Department: Medical Review Services
Location:

About iMPROve Health

Come join the iMPROve Health team! iMPROve Health is Michigan’s Medicare-designated Quality Improvement Organization. We are both a Cool Place to Work (Crain’s Detroit Business) for the last 4 years and one of the Best Places to Work in Healthcare as judged by Modern Healthcare. As a nonprofit organization, we have more than 35 years’ experience improving healthcare across the continuum of care using evidence-based and data-driven logic. iMPROve Health provides medical consulting and review, as well as data analysis to federal agencies, state Medicaid and public health organizations, healthcare facilities, private health plans and other third-party payers. We also have extensive experience completing thoughtful and impartial utilization review, dispute resolution and peer reviews. Our goal is simple – to help healthcare get better!

This position is 100% remote and provides the opportunity to work virtually with team members from anywhere within the United States. We pride ourselves on providing a great work/life balance for employees, while also providing the ability to promote their career development and gain new skills through employee education opportunities. iMPROve Health offers a wonderful benefit package that includes medical, dental, vision, life insurance, short term and long-term disability, and a generous 401k match.

iMPROve Health is committed to improving the quality, safety, and efficiency of healthcare.

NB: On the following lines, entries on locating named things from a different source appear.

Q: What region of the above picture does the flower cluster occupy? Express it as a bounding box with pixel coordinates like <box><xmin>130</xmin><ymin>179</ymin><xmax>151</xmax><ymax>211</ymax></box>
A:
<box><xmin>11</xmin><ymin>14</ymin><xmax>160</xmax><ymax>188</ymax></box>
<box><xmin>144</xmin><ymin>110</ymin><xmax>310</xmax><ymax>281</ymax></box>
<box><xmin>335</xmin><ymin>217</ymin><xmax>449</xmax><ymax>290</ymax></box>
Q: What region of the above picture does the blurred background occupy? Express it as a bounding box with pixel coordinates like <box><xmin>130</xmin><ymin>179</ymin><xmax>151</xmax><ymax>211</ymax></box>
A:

Although we do not see patients, we are healthcare professionals (including physicians and nurses) and consultants who work with healthcare providers to promote the adoption and use of evidence-based best practices and processes to achieve our healthcare quality goals. Our services offer our clients and partners access to a proven, impartial, connected resource that understands the intricacies of healthcare. It is our #1 priority to provide thoughtful evidence-based strategies and solutions that help them achieve their healthcare quality improvement goals and outcomes.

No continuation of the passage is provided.